The title means "I remember," and the film is based on Fellini's childhood during the fascist period. Roger Ebert likes to note that the people in his films always seem to be dancing to an unheard melody. This may be attributed to the music Fellini played on set, since the dialogue is dubbed in later. This also creates an effect that I love, a dreamlike environment where the action is separate from voice. Regardless of the cause, his films are a beautiful thing to watch. Here, he mainly keeps the camera at a safe distance from his subjects, thereby preventing the humorous from becoming overwrought. The film is unofficially demarcated by seasons, which create the pacing for a year in Titta's life--his coming of age.
As with 8 1/2, there is even a demented prostitute lurking on the beach.
And a bleak-looking scaffold, never finished.
The religious aura of a cinema.
In one scene, the entire town turns out to see an ocean liner pass by in the night. One of the men shouts that it is one of the most glorious things that the fascist regime has built.
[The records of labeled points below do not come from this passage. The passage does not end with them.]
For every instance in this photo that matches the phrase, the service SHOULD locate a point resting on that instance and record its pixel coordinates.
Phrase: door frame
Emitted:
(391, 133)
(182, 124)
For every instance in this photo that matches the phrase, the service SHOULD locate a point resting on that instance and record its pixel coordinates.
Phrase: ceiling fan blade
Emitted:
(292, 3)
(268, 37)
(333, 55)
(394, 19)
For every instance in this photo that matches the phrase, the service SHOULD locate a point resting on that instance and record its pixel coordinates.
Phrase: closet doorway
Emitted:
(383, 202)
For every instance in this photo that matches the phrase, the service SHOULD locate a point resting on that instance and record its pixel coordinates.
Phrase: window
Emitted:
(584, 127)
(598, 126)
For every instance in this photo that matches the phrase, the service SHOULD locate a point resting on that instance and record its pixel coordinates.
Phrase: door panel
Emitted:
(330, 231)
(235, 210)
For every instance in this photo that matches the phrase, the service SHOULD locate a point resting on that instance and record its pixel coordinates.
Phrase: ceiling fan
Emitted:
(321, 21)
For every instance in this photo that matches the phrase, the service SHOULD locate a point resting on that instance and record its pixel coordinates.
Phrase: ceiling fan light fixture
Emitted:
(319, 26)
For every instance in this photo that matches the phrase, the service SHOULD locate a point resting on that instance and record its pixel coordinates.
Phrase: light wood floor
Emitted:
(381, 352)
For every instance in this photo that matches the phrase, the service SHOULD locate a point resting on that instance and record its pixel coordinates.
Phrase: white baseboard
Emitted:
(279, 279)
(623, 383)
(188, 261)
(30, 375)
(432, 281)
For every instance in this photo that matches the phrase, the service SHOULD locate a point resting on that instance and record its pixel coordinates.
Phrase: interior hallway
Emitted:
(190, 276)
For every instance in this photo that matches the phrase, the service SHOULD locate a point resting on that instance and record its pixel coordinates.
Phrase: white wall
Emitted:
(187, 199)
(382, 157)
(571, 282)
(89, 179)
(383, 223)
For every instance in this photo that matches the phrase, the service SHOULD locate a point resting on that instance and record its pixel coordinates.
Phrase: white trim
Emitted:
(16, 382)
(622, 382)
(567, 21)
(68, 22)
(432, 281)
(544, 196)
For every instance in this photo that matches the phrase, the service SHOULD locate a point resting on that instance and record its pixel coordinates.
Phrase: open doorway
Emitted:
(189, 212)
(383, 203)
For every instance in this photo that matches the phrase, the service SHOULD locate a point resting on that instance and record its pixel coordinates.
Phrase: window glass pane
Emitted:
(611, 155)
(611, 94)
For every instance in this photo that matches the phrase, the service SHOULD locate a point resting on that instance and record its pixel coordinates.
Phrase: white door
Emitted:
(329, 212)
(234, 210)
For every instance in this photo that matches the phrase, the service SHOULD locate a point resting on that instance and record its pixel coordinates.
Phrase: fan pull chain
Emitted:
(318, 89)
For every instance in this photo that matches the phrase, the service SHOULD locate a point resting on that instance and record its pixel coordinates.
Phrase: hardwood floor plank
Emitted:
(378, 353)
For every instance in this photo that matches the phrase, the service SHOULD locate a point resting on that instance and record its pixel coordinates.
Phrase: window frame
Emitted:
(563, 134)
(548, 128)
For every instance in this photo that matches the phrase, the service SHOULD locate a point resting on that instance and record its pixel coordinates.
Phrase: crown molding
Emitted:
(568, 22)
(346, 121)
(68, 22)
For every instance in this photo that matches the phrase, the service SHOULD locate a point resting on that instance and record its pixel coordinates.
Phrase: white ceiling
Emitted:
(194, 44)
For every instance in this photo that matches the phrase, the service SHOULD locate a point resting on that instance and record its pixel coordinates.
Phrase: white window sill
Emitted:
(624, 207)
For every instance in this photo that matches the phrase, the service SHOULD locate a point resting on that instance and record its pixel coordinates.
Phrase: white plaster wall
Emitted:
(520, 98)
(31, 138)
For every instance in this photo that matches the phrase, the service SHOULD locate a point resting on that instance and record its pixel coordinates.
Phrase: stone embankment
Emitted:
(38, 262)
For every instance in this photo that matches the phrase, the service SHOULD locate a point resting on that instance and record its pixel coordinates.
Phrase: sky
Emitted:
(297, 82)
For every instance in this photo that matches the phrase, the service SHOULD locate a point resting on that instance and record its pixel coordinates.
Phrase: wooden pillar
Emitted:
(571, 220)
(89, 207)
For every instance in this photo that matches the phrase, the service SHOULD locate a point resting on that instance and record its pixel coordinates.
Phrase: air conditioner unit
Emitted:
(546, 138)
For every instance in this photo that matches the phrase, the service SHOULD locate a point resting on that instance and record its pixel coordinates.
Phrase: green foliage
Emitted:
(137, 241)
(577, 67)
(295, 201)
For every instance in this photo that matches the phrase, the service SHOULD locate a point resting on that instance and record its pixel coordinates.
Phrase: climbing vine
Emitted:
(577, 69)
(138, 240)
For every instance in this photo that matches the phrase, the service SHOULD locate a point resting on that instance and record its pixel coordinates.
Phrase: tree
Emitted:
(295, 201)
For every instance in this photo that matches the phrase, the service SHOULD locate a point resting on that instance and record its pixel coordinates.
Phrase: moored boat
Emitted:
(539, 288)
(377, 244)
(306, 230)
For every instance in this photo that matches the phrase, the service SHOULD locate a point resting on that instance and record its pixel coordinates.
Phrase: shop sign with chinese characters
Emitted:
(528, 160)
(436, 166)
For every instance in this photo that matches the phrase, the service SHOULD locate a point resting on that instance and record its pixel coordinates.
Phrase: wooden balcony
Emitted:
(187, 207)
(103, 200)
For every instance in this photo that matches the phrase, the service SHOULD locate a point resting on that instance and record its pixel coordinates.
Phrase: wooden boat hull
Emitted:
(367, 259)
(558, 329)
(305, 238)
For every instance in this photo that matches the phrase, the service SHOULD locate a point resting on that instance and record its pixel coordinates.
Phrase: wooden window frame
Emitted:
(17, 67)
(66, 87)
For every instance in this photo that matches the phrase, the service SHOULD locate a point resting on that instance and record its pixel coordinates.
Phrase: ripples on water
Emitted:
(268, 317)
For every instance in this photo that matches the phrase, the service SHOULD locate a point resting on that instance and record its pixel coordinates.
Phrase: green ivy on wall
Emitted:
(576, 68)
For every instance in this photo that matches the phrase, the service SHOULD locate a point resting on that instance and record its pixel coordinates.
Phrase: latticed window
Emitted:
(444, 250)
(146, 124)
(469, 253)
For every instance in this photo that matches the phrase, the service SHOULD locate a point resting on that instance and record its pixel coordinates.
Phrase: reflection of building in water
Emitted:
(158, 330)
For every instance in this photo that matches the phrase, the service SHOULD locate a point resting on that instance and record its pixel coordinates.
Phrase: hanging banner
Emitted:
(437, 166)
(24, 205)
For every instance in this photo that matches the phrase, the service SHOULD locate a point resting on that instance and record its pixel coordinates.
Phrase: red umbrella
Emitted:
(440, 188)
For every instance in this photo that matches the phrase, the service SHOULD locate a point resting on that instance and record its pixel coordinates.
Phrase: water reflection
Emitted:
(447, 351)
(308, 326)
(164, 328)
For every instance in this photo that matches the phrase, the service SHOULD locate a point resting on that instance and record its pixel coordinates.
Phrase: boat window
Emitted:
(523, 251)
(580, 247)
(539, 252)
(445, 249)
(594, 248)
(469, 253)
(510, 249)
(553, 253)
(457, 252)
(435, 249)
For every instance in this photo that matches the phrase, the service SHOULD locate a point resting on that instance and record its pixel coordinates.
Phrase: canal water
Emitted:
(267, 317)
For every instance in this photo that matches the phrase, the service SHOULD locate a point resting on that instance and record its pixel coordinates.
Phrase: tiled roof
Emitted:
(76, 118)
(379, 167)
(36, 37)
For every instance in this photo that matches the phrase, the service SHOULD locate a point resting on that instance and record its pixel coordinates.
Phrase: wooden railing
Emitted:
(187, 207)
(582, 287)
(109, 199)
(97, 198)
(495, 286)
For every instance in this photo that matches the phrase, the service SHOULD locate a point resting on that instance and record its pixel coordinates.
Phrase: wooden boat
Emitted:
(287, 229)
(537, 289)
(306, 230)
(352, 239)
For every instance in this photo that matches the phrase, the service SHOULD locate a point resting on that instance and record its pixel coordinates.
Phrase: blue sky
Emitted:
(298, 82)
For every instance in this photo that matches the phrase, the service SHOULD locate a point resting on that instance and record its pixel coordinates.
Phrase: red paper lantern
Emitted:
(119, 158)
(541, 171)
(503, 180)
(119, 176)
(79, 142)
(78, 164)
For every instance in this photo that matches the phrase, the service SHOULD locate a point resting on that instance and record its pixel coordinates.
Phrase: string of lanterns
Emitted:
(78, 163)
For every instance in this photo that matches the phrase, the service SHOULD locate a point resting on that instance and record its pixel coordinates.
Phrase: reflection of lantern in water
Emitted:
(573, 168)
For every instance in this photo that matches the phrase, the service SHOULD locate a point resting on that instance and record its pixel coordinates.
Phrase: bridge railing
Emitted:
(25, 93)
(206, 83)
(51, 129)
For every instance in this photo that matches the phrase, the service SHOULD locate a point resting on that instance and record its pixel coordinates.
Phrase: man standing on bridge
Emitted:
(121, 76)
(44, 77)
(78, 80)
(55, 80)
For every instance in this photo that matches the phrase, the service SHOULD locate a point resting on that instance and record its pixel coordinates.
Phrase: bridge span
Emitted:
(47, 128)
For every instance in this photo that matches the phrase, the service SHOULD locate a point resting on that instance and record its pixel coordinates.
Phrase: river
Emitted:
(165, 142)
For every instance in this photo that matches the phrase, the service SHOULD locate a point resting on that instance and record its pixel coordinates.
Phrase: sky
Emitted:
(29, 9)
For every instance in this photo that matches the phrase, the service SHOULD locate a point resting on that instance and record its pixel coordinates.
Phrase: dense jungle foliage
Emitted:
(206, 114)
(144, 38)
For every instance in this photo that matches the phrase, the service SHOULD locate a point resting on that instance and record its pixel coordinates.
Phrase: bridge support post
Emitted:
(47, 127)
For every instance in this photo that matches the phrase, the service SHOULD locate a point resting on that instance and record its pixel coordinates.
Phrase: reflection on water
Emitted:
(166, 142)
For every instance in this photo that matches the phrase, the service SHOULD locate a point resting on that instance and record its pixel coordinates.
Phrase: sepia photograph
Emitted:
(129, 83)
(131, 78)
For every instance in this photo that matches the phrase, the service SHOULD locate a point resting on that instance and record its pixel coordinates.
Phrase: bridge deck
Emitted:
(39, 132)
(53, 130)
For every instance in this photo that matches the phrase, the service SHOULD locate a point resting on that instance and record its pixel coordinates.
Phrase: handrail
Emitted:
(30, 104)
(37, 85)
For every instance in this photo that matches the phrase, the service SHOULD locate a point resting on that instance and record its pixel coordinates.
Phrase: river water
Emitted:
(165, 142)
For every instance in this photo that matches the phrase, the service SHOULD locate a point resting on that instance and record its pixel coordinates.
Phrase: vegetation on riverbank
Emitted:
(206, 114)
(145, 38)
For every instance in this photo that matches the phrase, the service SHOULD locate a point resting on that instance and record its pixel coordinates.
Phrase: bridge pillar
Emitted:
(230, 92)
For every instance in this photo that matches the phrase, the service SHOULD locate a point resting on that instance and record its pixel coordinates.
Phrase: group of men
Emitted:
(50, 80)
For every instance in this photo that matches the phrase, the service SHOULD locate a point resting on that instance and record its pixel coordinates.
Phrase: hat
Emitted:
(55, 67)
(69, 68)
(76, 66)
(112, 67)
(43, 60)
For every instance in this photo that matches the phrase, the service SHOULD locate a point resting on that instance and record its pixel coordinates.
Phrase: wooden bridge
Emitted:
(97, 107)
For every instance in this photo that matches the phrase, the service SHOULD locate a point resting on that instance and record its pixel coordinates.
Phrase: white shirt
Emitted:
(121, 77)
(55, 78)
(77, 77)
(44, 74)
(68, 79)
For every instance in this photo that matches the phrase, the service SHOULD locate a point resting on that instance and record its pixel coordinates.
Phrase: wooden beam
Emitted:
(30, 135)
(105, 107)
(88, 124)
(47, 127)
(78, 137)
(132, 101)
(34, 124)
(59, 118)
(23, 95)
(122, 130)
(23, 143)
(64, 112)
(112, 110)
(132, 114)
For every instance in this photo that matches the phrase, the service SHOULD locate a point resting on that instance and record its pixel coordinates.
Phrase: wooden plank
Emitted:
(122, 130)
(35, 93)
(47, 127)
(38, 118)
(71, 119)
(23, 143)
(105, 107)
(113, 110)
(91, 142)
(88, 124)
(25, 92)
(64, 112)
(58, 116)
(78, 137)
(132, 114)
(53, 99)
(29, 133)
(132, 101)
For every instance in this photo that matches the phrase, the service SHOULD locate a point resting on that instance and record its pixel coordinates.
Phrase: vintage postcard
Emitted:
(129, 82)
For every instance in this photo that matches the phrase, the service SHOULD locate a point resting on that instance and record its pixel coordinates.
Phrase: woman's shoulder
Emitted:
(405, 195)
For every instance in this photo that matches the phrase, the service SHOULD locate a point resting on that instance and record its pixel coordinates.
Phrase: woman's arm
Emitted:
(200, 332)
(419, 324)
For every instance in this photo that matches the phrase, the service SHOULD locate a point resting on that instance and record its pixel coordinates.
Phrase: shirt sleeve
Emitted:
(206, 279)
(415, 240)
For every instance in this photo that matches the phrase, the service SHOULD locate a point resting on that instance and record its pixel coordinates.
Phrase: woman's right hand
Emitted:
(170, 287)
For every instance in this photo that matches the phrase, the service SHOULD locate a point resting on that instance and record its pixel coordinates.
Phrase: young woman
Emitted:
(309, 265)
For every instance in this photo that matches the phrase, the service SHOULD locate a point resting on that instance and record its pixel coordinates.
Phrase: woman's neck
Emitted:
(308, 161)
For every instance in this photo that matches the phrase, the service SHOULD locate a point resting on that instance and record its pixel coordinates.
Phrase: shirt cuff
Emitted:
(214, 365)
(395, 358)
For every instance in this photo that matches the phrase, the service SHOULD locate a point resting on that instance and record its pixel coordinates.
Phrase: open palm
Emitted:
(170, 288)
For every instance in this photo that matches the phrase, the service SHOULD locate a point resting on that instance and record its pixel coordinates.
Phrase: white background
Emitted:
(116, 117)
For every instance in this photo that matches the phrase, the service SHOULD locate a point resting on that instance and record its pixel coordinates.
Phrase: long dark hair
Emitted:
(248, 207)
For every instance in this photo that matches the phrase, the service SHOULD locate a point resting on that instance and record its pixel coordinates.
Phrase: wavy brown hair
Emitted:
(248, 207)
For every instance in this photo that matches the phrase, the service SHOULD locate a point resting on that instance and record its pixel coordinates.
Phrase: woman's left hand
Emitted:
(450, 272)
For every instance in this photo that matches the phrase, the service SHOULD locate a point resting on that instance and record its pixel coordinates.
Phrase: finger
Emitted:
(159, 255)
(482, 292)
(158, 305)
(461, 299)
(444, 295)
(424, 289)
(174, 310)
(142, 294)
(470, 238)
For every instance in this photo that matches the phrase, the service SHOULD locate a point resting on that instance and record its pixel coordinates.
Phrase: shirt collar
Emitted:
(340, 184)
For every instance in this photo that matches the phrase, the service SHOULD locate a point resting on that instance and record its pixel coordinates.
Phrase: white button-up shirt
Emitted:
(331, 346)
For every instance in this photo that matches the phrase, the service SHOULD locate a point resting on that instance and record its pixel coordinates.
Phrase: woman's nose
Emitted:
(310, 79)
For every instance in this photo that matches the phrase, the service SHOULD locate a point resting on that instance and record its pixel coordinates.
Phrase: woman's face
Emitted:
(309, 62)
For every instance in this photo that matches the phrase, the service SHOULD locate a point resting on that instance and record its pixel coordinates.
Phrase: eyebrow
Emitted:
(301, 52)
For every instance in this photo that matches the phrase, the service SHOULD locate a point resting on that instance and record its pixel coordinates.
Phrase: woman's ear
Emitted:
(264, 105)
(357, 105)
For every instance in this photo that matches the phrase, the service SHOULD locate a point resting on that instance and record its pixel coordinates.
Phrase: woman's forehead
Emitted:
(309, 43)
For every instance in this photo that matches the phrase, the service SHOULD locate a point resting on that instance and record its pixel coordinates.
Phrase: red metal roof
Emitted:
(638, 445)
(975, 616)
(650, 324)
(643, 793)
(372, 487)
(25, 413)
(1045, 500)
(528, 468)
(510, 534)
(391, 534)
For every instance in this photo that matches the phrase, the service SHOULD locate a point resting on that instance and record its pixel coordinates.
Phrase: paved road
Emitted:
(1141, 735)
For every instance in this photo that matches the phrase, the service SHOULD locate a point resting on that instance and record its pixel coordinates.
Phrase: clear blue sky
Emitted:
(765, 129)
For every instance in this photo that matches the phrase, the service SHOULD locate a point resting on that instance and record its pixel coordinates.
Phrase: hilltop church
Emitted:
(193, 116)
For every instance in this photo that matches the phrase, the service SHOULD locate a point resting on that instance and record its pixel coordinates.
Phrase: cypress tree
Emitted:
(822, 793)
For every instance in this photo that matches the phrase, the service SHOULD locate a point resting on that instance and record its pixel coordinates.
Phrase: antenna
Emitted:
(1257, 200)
Directly following this scene, the town is plunged into an impenetrable fog, an image which seems to speak even louder than Titta's anarchist father about the evils of fascism.
Before the fog lifts, we bear witness to the young men dancing in the fog with imaginary women. So much of this film is devoted to the dreams of young men. Women are idolized; they are the dream. The glory of fascism is also a dream.
Fellini is one of my favorite filmmakers. His films always evoke a pure joy of watching that is separate from narrative. I don't watch them because I care about the narrative arc; I just can't tear my eyes away. This film is an impeccably choreographed dance to Nina Rota's beautiful score. It is the perfect reworking of a distant memory, idealized and dreamy.